I have. I can take pictures if you dont believe me. I have a good pile of wax flakes in my 4ft lang from where my second package was in. I also saw a massive amount of wax flakes in the TBH last year (top entrance) and some in the other section where the THIRD package. 4 hives, all with top entrances, with the exact same wax flakes year round? I dunno about you, but I'm seeing a pattern here.

Perhaps the reason you dont see it is because of the fact that you have bottom entrances. Last year I bought a swarm hived in a lang. Essentially a package that came with 10 frames and wax foundation. 0 wax flakes on the bottom. When they were moved to the TBH, wax flakes quickly accumulated on the bottom. It was so thick it actually filled in the gaps between the bottom board and sides since the sides were at an angle and the bottom board didnt have an angle cut into it. Fearing a haven for SHB, I stuck some dowl rods into the gap to prevent that. Fast foward to this year. New package, 8 frame lang frames, bottom entrance. 0 flakes. 2nd package, top entrance, after 2 months there is a layer of wax chips thick enough to cover a SHB, and indeed, I found that and wax moths. Third package? top entrance, wax chips on the bottom. 2ft hive with bottom entrance? 0 flakes, no, seriously, no flakes anywhere on the bottom of the hive. 

Yes, they make wax when at a certain age. Whether they use that is up to the bees and what they feel they need.


----------



## shayron (Feb 27, 2015)

Lots of good info.
May just try this - Would love to see the aftermath of this process!


----------



## ruthiesbees (Aug 27, 2013)

Here are some follow up pictures of the combs exactly one week from extraction. The nectar flow is over here so I didn't expect a lot of comb building or refilling. That should come in the fall or when I start feeding them a lite syrup in late July. I was very happy with how they reinforced each comb so now I can turn them over and handle them.


----------



## jwcarlson (Feb 14, 2014)

Sovek said:


> I have. I can take pictures if you dont believe me. I have a good pile of wax flakes in my 4ft lang from where my second package was in. I also saw a massive amount of wax flakes in the TBH last year (top entrance) and some in the other section where the THIRD package. 4 hives, all with top entrances, with the exact same wax flakes year round? I dunno about you, but I'm seeing a pattern here.
> 
> Perhaps the reason you dont see it is because of the fact that you have bottom entrances. Last year I bought a swarm hived in a lang. Essentially a package that came with 10 frames and wax foundation. 0 wax flakes on the bottom. When they were moved to the TBH, wax flakes quickly accumulated on the bottom.

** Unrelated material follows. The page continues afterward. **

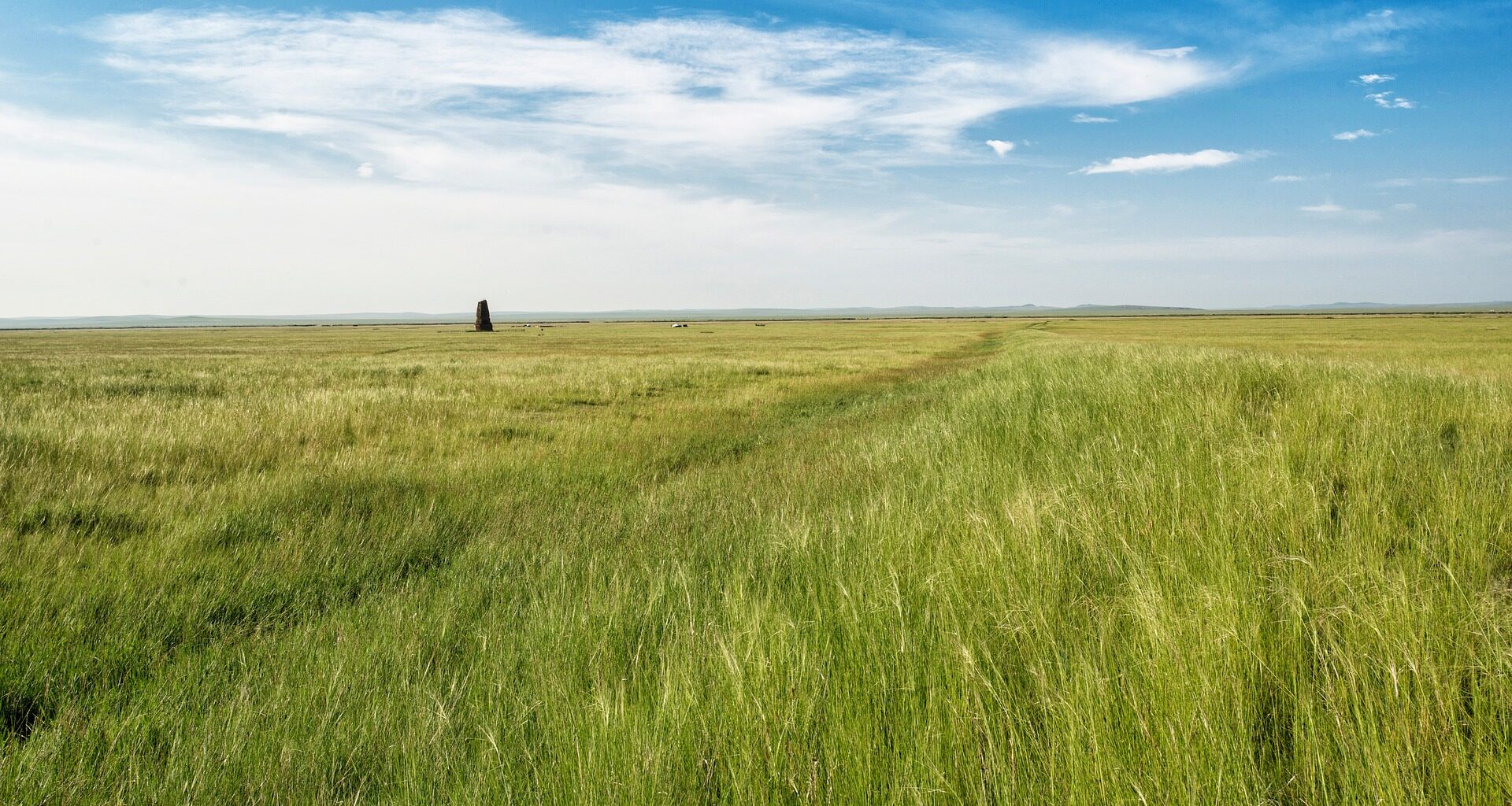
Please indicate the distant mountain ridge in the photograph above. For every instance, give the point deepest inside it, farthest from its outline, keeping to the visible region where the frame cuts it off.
(317, 320)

It was so thick it actually filled in the gaps between the bottom board and sides since the sides were at an angle and the bottom board didnt have an angle cut into it. Fearing a haven for SHB, I stuck some dowl rods into the gap to prevent that. Fast foward to this year. New package, 8 frame lang frames, bottom entrance. 0 flakes. 2nd package, top entrance, after 2 months there is a layer of wax chips thick enough to cover a SHB, and indeed, I found that and wax moths. Third package? top entrance, wax chips on the bottom. 2ft hive with bottom entrance? 0 flakes, no, seriously, no flakes anywhere on the bottom of the hive.
> 
> Yes, they make wax when at a certain age. Whether they use that is up to the bees and what they feel they need.


All my top bar hives have only top entrances and there is no huge layer of wax flakes accumulating. I'd love to see the pictures.

What kind of shape is that swarm you bought last year in? 
If the case was that bees of a certain age will always make a certain amount of wax that's a load. Shake a queenless package into a hive and watch the stunning amount of wax flakes they drop (pretty much zero) . Yet when suddenly they are introduced a queen the wax starts flowing, comb is drawn, and syrup is consumed. The argument isn't weither bees produce wax... The argument you guys are making is that a bee will basically make x amount of wax weither it is used or not to build comb. That is patently false, I'm sorry. Were that the case the 5 pound swarm I hived May 25th would have secreted about 14 deep frames worth of wax all over the bottom board if I'd taken their queen and screened them in with unlimited syrup. Do you understand how much wax that is? What you are probably seeing is a massive abundance of wax builders and good flow or feeding. In the fervor of a colony like that, lots of wax is going to get dropped or knocked off of bees in the process. 

The idea that bees make the same amount of wax regardless of flow and need is laughable.

Furthermore, when arriving home with your package there should be wax flakes laying all over the bottom of the package... Think of how much wax a package can draw in 3 days once they are put to work. Your idea doesn't hold water.


----------



## shayron (Feb 27, 2015)

Would love to see these pictures as well!


----------



## jwcarlson (Feb 14, 2014)

shayron said:


> Would love to see these pictures as well!


We're waiting with baited breath, Sovek!


----------



## aunt betty (May 4, 2015)

I like the idea of slowly letting the honey flow out from uncapped bars. Why?
You can re-use them combs for brood or honey. 
Myself, I'd save them for swarms. 
When you introduce a swarm to a top bar wouldn't it be nice to have five bars of nice white combs for the eager to lay queen? Top bar hive owners all wish they had a couple combs to start with I think.


----------